The rumored merger of storage software giant Veritas Software Corp. and information security behemoth Symantec Corp. may be a sign of things to come.
According to various reports, Symantec, of Cupertino, Calif., is angling to buy Mountain View, Calif.-based Veritas—which offers software for backup and archiving, file systems, storage and server automation, and application service management—for more than $13 billion.
If completed, the merger of the two companies may be the proof the industry needs that storage and information security themselves are merging, said Steve Duplessie, senior analyst at Enterprise Strategy Group of Milford, Mass.
“It proves what we and users have been saying for a while—you cant continue to disassociate security from data,” he said. “Security has typically been perimeter-based, but all of the crown jewels are spinning around on disk drives, and it was inevitable that these two things come together.”
Over time, the combined company could begin providing what the industry needs in terms of security-infused storage products, he said.
“Youll see complete integration of things, like a security event triggering an automated backup, that ultimately have to happen,” said Duplessie. “And Id be surprised if you didnt start to see Veritas starting to encrypt data everywhere.”
The move makes sense for both companies, experts said. Symantec has long tried to begin applying security principles to storage, first by attempting to buy VMware (eventually purchased by EMC Corp.) and then following through with the purchase of PowerQuest. The purchase of Veritas, which was a stockholder of VMware, would further that goal.
Veritas has made itself a particularly attractive target through its rash of acquisitions over the past few years with application-level agents and network reporting technology, said Jay Kidd, chief technology officer of Brocade Communications Systems Inc., of San Jose, Calif.
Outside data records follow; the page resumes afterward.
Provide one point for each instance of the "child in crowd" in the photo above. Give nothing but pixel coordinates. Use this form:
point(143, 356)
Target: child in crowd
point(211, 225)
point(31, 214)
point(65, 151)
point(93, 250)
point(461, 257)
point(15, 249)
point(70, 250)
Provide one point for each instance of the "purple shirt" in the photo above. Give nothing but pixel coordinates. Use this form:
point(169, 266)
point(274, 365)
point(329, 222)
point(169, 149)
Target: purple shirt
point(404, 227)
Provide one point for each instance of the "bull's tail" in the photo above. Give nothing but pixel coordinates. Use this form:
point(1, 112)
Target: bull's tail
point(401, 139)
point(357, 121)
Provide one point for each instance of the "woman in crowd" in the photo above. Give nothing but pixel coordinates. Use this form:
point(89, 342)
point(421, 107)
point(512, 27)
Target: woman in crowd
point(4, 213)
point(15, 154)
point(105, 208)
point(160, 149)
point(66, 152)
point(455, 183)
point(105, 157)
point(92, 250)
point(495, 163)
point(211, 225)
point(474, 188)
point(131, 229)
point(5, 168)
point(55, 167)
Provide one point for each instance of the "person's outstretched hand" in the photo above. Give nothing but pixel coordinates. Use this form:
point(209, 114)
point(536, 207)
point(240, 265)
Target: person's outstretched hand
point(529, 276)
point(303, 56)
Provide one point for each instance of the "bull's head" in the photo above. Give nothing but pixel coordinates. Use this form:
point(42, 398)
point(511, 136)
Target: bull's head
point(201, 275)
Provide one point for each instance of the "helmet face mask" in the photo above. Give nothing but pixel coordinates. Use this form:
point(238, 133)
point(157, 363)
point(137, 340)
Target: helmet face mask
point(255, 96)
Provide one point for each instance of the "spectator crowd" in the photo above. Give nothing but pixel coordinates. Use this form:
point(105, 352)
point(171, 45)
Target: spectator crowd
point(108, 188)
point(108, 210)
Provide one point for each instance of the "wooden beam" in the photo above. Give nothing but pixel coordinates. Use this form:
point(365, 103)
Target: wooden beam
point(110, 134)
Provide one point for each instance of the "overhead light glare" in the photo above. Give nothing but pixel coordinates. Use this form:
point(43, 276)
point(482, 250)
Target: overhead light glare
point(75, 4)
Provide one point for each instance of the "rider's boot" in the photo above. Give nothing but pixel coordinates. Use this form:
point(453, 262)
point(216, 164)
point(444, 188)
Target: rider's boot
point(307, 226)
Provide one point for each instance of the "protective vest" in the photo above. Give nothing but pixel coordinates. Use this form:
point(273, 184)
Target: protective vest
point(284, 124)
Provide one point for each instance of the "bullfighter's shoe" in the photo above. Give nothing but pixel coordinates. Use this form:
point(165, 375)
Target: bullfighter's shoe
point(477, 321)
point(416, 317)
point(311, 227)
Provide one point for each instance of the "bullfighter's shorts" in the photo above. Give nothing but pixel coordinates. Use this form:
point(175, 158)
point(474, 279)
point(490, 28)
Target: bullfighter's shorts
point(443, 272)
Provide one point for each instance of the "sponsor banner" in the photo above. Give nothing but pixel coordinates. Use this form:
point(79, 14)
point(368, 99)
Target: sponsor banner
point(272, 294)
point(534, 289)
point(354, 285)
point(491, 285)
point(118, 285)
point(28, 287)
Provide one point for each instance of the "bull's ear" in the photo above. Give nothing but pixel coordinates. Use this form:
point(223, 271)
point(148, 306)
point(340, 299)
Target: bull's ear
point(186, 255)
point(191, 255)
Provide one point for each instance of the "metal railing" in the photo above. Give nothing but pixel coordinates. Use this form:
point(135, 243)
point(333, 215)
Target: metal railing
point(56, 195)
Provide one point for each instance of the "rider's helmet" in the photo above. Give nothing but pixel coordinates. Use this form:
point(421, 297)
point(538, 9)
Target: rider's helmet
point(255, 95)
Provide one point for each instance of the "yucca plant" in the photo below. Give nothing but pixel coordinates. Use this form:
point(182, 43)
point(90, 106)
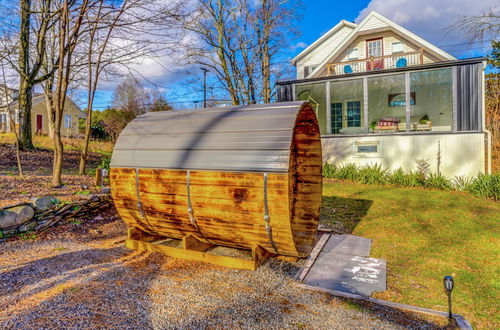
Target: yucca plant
point(462, 183)
point(347, 172)
point(400, 178)
point(373, 174)
point(438, 181)
point(487, 186)
point(329, 170)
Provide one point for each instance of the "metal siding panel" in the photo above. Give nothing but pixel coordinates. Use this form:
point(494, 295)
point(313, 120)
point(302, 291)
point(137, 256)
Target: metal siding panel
point(469, 97)
point(250, 138)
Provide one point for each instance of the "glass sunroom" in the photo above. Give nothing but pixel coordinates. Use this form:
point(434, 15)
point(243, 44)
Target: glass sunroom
point(440, 97)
“It has moved from being at the layer of the enterprise value stack, which is totally focused on storage, up into more application and server administration,” he said. “If Symantec was looking to move up into the enterprise, Veritas put itself right in Symantecs path.”
In addition, the companys stock is at a relatively inexpensive level, making the timing good for both Veritas and Symantec, Duplessie said.
But the motivation for Veritas may be quite different. Like Symantec, it could be a realization that storage and security belong together, but it could also be a way for the organization to grow beyond its current capabilities, said John Webster, senior analyst of Data Mobility Group, of Nashua, N.H.
“They have been talking a lot about utility computing, but how much of that can Veritas really address as a storage player?” Webster said. “A lot of analysts told them they were biting off more than they could chew. They can address storage management, management of the storage network, and they have even made some acquisitions that have shown they are trying to get into application performance management, but there is still a hole in the strategy—the network. They cant manage the network unless they are willing to buy Tivoli away from IBM or OpenView away from HP [Hewlett-Packard Co.] or Unicenter away from Computer Associates or buy BMC outright. So they may have come to the realization that they have come as far as they could go alone.”
Although the impact on many storage companies may be minor, the impact on Veritas direct competitors could be devastating.
“If the deal goes through, companies like EMC will look like they were caught sleeping, because they are nowhere when it comes to security,” Duplessie said. “This could wake up the rest of the giants, and they are going to realize they have to play, because it will be difficult for anybody to just sell backup when Veritas/Symantec can walk in the door.”
Although its far too soon to anticipate what major competitors like EMC might do, Duplessie said they have just a few options. “They might react by buying a smaller security company and trying to integrate it, or maybe they try to cut a deal with McAfee or Computer Associates. They will have to do something, though.”